Beyond the Epca program, the BAA describes a vast area of research that it will consider funding. Darpa will keep accepting proposals for projects until June 6, 2003.
"We have not committed to a specific technology to make this work. If it takes somebody building an artificial analog-based computational device based on an understanding of the brain let's say it's different from a neural net, something totally new that has nothing to do with AI or symbolic processing then we want to hear about it. We don't want to discourage people who think along those lines," Brachman said.
Of the very broad call for proposals, Brachman did note that Darpa is particularly interested in "systems" aspects, because, as he contends, architecture is the rarest entity to emerge from an academic environment. The reason: Researchers have to "publish or perish" and almost never have the time to integrate all the various bits and pieces that they describe in their papers into real systems.
For architecture, the BAA specifically cites three "cognitive" aspects Darpa hopes to see fleshed out in proposals: reactive, deliberative and reflective processes. Reactive processes are quick, direct responses to real-time inputs. Deliberative processes include planning and other structured reasoning tasks, including communications tasks that "deal thoughtfully with natural language." A system's reflective processes, in the BAA view, take as their input the observations that the system makes of itself a rudimentary form of self-awareness.
The other aspects of cognition that will likely spawn both hardware and software submodules, according to the BAA, include both long-term and short-term memories, perception, representation, reasoning, communications and actuation. By integrating those modules with a knowledge base under the control of reactive, deliberative and reflective processes, the BAA hopes that systems can be built that have "common sense." Such "cognitive systems might be best characterized as systems that know what they are doing."
Although a lot of research has gone into uncovering the mechanisms of memory, sight and hearing, with advances in understanding specific cognitive operations like speech recognition, no one is close to completing a blueprint that would show how to wire up all those computing elements. The BAA program suggests that this is due to the lack of critical research that "must be done to determine how to take advantage of huge numbers of computing elements to produce intelligent processing of the sort that we would call cognitive."
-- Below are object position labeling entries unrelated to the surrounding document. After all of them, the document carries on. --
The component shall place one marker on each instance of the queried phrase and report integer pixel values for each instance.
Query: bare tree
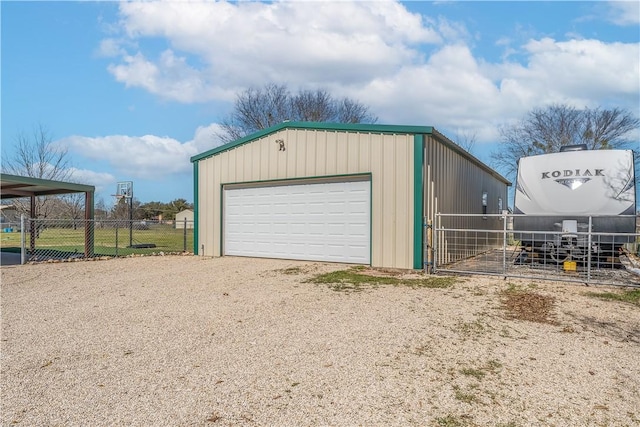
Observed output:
(466, 140)
(37, 157)
(259, 108)
(546, 130)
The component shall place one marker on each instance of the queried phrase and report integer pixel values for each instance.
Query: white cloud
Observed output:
(225, 46)
(377, 52)
(142, 157)
(103, 181)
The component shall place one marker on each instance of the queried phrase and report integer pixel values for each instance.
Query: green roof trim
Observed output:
(353, 127)
(196, 209)
(418, 200)
(340, 127)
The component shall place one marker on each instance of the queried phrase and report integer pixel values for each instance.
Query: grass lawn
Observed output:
(106, 241)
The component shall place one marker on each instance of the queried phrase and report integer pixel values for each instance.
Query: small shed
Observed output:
(352, 193)
(184, 219)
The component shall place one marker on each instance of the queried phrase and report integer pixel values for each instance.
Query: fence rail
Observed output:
(64, 239)
(456, 244)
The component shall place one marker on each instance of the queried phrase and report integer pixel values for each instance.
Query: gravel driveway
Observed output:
(182, 340)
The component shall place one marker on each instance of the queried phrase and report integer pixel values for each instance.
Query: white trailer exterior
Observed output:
(560, 191)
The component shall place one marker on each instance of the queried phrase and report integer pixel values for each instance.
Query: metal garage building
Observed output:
(353, 193)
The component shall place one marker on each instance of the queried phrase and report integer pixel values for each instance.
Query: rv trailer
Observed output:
(560, 192)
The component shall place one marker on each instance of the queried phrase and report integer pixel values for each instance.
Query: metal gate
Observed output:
(491, 245)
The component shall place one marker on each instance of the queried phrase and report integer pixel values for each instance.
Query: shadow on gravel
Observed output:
(609, 329)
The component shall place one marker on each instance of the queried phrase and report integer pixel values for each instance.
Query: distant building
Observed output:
(187, 215)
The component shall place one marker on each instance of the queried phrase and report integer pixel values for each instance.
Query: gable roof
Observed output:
(352, 127)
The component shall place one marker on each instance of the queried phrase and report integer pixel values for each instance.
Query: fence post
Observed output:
(589, 242)
(428, 264)
(184, 235)
(504, 243)
(23, 249)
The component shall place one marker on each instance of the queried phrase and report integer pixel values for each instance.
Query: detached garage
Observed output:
(352, 193)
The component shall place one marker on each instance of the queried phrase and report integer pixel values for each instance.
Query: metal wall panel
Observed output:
(455, 185)
(316, 153)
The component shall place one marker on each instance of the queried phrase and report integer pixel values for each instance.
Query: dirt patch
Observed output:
(529, 306)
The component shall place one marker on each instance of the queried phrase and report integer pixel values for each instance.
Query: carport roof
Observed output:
(14, 186)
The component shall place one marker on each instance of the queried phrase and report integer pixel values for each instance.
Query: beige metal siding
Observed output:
(317, 153)
(454, 185)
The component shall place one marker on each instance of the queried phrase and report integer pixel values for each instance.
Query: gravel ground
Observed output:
(182, 340)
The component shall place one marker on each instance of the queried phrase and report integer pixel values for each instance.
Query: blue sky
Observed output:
(133, 90)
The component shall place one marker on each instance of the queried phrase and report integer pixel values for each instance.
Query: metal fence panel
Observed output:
(64, 239)
(581, 256)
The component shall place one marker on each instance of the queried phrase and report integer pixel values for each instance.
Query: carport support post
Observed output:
(89, 225)
(32, 226)
(22, 242)
(184, 235)
(131, 221)
(504, 243)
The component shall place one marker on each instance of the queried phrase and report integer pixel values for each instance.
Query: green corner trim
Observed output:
(418, 202)
(196, 225)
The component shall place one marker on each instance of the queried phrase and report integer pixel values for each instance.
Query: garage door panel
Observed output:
(323, 222)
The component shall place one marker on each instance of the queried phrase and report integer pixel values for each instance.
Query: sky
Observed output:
(133, 90)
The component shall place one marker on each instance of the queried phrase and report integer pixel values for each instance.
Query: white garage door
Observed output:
(327, 221)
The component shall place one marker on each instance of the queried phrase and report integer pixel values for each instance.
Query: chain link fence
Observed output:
(455, 244)
(64, 239)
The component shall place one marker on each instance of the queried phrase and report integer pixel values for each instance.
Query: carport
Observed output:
(16, 187)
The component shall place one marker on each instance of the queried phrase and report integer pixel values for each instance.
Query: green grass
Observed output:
(629, 296)
(354, 279)
(107, 241)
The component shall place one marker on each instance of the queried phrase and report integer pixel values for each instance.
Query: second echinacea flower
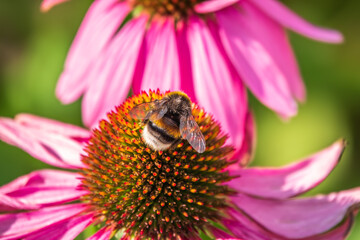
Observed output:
(127, 189)
(208, 49)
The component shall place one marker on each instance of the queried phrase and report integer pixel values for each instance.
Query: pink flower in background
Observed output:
(207, 49)
(41, 205)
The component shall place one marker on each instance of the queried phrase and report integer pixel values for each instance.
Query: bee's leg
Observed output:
(174, 144)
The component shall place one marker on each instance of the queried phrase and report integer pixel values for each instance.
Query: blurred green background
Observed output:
(33, 47)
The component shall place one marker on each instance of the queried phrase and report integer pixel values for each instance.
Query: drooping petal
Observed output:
(63, 230)
(18, 225)
(46, 5)
(103, 234)
(290, 180)
(246, 152)
(217, 86)
(251, 50)
(300, 218)
(162, 61)
(49, 125)
(49, 147)
(187, 83)
(112, 75)
(244, 227)
(39, 189)
(213, 5)
(289, 19)
(94, 36)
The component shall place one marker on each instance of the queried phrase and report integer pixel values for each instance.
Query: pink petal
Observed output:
(217, 87)
(162, 60)
(300, 218)
(95, 34)
(18, 225)
(246, 152)
(253, 58)
(64, 230)
(243, 227)
(187, 83)
(49, 125)
(273, 37)
(46, 5)
(213, 5)
(290, 180)
(40, 188)
(51, 148)
(112, 75)
(103, 234)
(289, 19)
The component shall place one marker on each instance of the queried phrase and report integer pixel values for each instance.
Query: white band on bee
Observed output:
(152, 141)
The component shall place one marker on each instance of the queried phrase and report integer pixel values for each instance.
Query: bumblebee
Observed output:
(167, 121)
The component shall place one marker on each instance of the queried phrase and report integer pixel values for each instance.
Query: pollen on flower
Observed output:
(148, 193)
(176, 8)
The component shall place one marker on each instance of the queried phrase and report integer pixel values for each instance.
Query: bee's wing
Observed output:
(190, 130)
(146, 110)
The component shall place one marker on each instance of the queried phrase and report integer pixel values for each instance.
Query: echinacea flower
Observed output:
(131, 191)
(208, 49)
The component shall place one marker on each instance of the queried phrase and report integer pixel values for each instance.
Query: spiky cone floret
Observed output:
(171, 194)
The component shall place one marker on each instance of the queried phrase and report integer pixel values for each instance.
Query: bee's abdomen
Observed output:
(156, 137)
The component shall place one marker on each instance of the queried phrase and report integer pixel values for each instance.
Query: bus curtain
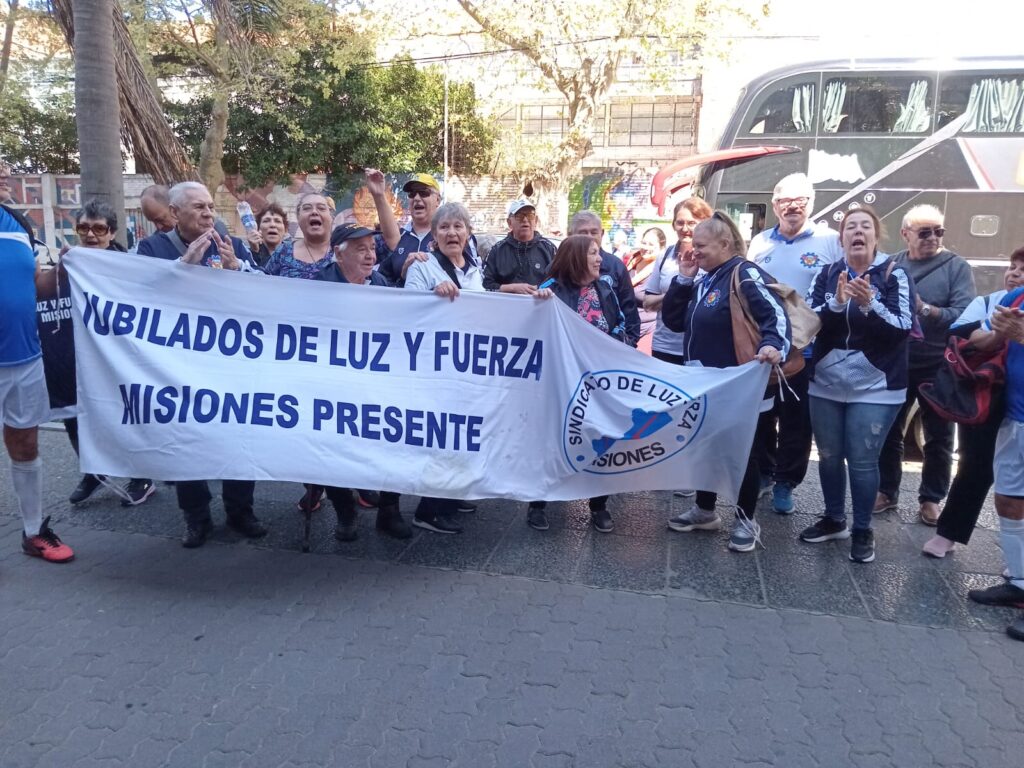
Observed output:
(803, 108)
(995, 107)
(832, 107)
(914, 116)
The BAA asks the question, "Can the human and animal perceptual systems give us insights into how to find important low-frequency events in huge amounts of data?" And it cautions that working "smart" is the goal, not simply copying nature. Thus, instead of wiring up transistors that mimic real neural networks in the brain and hoping for cognition to emerge, the BAA calls for researchers to consider new architectures that can "harness raw computing power in the powerful ways that brains do . . . the real power of human information processing seems to come from higher-level capabilities that use abstraction, mental simulation and planning, hypothetical reasoning, powerful language-understanding and generation capabilities, and self-awareness."
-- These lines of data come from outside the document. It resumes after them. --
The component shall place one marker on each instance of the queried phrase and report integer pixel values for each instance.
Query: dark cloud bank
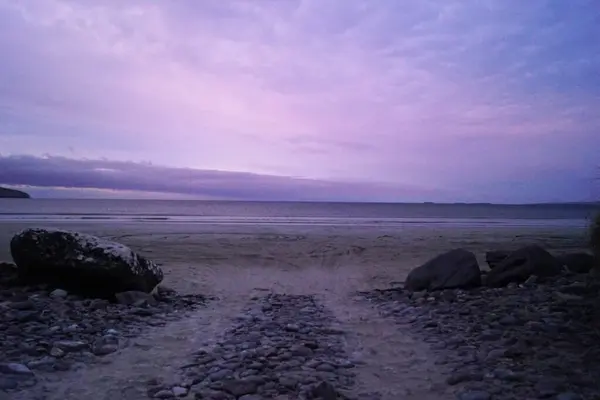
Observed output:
(129, 176)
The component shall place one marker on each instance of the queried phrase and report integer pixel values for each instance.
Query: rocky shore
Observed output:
(44, 330)
(536, 339)
(281, 347)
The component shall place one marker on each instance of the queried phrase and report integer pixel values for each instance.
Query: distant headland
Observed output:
(13, 194)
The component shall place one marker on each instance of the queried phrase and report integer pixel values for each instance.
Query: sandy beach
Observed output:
(235, 262)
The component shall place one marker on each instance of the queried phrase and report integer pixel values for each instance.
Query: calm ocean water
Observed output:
(224, 212)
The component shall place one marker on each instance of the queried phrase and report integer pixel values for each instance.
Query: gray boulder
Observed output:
(452, 270)
(81, 264)
(580, 263)
(523, 263)
(495, 257)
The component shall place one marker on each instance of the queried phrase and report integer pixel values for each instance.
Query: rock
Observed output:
(460, 377)
(324, 391)
(135, 298)
(15, 369)
(13, 194)
(81, 263)
(454, 269)
(179, 391)
(495, 257)
(568, 396)
(6, 383)
(105, 349)
(251, 397)
(521, 264)
(59, 294)
(70, 345)
(239, 387)
(580, 263)
(474, 395)
(57, 352)
(164, 394)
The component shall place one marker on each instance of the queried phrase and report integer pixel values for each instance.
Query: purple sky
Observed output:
(394, 100)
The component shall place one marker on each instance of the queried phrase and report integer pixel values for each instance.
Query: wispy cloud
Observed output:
(60, 172)
(450, 94)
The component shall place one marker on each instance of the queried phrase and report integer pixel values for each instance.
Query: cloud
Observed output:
(447, 94)
(60, 172)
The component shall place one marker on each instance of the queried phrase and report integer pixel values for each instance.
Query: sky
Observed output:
(358, 100)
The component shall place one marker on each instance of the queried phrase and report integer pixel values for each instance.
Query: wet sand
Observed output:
(232, 262)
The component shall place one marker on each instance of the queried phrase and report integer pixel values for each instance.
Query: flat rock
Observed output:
(521, 264)
(81, 263)
(454, 269)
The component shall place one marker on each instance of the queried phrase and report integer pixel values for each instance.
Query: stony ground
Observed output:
(45, 331)
(534, 340)
(282, 346)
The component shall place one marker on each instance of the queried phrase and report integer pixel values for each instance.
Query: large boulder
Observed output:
(580, 263)
(523, 263)
(81, 263)
(451, 270)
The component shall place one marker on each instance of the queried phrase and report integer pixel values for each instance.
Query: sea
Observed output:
(293, 213)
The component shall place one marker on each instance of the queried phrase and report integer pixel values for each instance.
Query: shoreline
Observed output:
(260, 278)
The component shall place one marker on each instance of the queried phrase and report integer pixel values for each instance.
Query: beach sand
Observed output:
(234, 262)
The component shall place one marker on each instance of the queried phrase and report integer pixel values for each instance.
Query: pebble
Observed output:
(282, 345)
(59, 294)
(474, 395)
(532, 340)
(15, 369)
(48, 331)
(179, 391)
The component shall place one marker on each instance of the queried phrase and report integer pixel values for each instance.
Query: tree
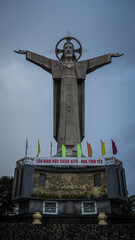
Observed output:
(7, 206)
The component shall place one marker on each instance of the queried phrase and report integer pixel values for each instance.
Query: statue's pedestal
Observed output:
(58, 186)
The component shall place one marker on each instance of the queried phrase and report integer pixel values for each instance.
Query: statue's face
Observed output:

The BAA also suggests several interesting intelligent interfaces that would adapt to users, rather than requiring the user to adapt to them. For instance, a software development environment based on natural language might engage users in a dialogue to suggest new capabilities, and the system would then respond with what would have to change in its internal state to accommodate them. "In a debugging context the system could directly help us determine where and why its behavior strayed from the desired outcome," Brachman said.